3/30/12

Those Crazy Philosophers

In the last week I've read an amazing amount of stuff by philosophers that the ordinary person would regard as stark raving mad.  I wonder about this. Is that the job of philosophy--to take seriously what nobody else takes seriously?  Or do academics suffer from boredom, and need to find ever more outrageous things to say? Or does the pressure to publish favor positions that no one else has ever taken?  OK, here's my parade of horribles (stealing the phrase from this week's Supreme Court hearings)--
  1. Our thoughts are not about anything. You can't possibly think about Paris. Since you can't think about Paris, you also can't make a plan to go to Paris.  It can't be your purpose to go to Paris. Theists don't think about God (that he exists), atheists don't think about God (that he doesn't exist). Biologists don't think about evolution. Nobody thinks about anything.  (Source: Alex Rosenberg, The Atheist's Guide to Reality).
  2. Dogs should be citizens, cats should be citizens. There should be chicken citizens and cow citizens.  Animal citizens would have not only negative rights (they can't be eaten or used for medical research) but also positive rights.  We have to give them the same freedom of movement that humans have.  Not allowing cats in restaurants is treating them as if they were second class. It's like not letting black people in restaurants. They're entitled to medical care, like humans are.  They're entitled to political representation.  Excluding them is like excluding people with disabilities. (Source: Sue Donaldson and Will Kymlicka, Zoopolis).
  3. To solve the problem of climate change, it would be a good idea to encourage people to have smaller children.  They could do this by having children using IVF, and using pre-implantation diagnosis, or by giving their kids growth-retarding hormones.  People who had smaller children would have smaller ecological footprints. If you could shrink your kids enough, you might be entitled to have three children instead of two. (Source:  Matthew Liao, Anders Sandberg, and Rebeca Roache, "Human Engineering and Climate Change," forthcoming in Ethics, Policy and the Environment.)
I have some other items for the parade of horribles, but that's enough for now. Some day in the far future, some descendant of mine may have a large family of tiny children--six inches tall at most, a tiny citizen chicken living in the spare bedroom, and a commitment to never presume to be having thoughts about anything.  When one of the tiny kids says "I'm thinking about our tiny chicken" he will be scolded for stupidity, like today's theists are scolded by atheists.  Call me old-fashioned, but this doesn't sound good to me.

2 comments:

Wayne said...

Yeah, reading your summaries of zoopolis, I just can't get behind them... This talk of citizenship seems pretty radical. I'm not sure how homeless people are to be treated, but if animals have to be put to work....

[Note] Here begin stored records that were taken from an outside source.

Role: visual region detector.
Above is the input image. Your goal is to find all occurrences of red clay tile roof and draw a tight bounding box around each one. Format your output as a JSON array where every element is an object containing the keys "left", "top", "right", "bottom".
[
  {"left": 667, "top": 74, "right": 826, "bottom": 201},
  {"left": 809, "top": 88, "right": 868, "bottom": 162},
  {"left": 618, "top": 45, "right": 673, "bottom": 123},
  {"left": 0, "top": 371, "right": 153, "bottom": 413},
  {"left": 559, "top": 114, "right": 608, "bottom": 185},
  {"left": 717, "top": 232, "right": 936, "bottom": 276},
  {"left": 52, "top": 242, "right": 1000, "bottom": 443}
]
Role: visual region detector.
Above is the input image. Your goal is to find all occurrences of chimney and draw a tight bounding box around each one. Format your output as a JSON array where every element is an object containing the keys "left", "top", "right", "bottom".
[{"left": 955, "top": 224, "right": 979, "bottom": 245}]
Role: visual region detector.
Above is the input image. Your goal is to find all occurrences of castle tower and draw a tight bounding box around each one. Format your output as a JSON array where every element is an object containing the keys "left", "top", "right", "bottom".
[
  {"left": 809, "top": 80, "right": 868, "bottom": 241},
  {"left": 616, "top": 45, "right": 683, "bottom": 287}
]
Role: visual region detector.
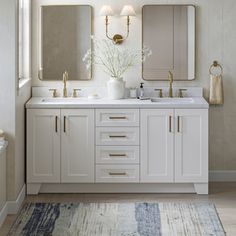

But back to the point... I think Plato said it best when he said, that new ideas sound really crazy at first... Women being educated... Silliness!

If we want to be a progressive society, and improve on our faults, or even improve on our excellences, we need to be open-minded about all ideas, and take them as seriously as the arguments warrant.

Jean Kazez said...

Possibly my problem is encountering citizen chickens, miniature people, and "no aboutness" all at once. Any one of these ideas, by itself, I could have dealt with in the spirit of Plato. All at once ... noooooooo!